Is a virtual bouncer asking for an ID enough for this brewer to stay in check with industry guidelines? It's a question getting some attention.
According to Ad Age, A-B's use of Twitter and its requirement of followers to at least say they're old enough to drink underscores "how carefully alcohol marketers -- required by industry guidelines to limit ad messages to venues where at least 70% of the audience is of legal drinking age -- are treading into Twitter."
A-B was burned before when its Bud.tv shut down, partly because it was a beer company trying to be a media company, and partly because it was "undermined by a vigorous firewall that checked viewers' age claims against databases of state IDs, in some cases keeping out of-age consumers."

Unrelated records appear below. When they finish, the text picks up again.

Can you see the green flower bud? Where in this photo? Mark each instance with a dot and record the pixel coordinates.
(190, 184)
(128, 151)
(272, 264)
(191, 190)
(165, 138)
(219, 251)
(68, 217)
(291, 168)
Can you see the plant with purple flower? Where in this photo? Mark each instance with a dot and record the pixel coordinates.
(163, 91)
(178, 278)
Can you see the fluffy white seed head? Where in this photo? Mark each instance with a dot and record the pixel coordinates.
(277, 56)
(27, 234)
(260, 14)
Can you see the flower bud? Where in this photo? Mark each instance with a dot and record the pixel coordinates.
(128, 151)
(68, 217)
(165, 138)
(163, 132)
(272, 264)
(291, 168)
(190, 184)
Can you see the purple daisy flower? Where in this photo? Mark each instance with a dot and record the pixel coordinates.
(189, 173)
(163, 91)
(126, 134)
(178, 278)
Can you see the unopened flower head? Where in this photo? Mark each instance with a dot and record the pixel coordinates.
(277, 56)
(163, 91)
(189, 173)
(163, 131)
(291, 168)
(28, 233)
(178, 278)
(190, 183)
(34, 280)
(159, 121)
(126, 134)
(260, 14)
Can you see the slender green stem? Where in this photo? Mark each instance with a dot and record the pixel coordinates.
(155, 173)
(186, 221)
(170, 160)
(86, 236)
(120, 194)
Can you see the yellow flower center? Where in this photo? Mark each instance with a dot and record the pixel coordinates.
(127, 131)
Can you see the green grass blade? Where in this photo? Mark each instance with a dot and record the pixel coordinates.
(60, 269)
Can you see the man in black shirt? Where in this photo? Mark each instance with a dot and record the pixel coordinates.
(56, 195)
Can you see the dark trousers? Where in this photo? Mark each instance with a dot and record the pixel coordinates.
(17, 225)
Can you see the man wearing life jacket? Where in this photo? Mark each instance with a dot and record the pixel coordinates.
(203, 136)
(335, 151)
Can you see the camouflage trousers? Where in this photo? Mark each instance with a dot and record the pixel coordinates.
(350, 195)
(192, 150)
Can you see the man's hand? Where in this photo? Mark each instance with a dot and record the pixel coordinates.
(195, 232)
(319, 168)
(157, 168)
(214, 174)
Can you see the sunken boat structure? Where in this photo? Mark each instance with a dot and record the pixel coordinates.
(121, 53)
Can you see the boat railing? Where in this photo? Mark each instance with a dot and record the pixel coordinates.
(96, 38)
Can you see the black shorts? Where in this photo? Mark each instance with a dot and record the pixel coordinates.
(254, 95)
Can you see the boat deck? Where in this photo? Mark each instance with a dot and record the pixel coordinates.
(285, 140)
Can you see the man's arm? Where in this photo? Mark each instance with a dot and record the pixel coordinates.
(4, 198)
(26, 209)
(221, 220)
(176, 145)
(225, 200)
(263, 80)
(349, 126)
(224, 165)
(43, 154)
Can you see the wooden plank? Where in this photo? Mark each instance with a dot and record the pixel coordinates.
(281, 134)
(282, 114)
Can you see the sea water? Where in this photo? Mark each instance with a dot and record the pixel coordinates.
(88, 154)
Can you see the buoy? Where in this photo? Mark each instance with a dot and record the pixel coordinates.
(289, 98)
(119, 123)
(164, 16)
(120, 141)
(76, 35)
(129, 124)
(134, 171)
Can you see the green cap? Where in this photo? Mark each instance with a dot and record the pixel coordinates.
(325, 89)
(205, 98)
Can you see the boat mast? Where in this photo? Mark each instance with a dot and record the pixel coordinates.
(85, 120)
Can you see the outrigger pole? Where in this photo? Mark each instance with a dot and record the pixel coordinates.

Tom Shipley, senior director-digital marketing at A-B, told Ad Age that the brewer is using Twitter "because our adult consumers increasingly want to have a conversation with us." He said asking would-be followers how old they are is consistent with the age checks the brewer uses on its branded websites.
Michelob has more than 800 followers. From the looks of the conversations, Michelob uses its Twitter account for pretty innocuous messages, like "Just ran into Brewmaster Adam, who's getting ready for the brew fest. He's presenting a brewing education segment on Sat" or "So... I've missed you all, I've missed #beer. What else did I miss?"
Does this type of messaging available to children represent a lack of dignity on the part of brewers? George Hacker, director of the Center for Science in the Public Interest, which lobbies for more restrictions on alcohol marketing, believes so. "Twitter is for kids, and this is a way to put these brand names in their faces," Hacker told Ad Age.
First of all, Twitter isn't just for kids. About 70% are of drinking age.
And, these messages are nothing compared to what kids can listen and watch on YouTube. As a mother, it is a bit worrisome that children have access to so much online. But communications and dialogue about beer is the least of my worries.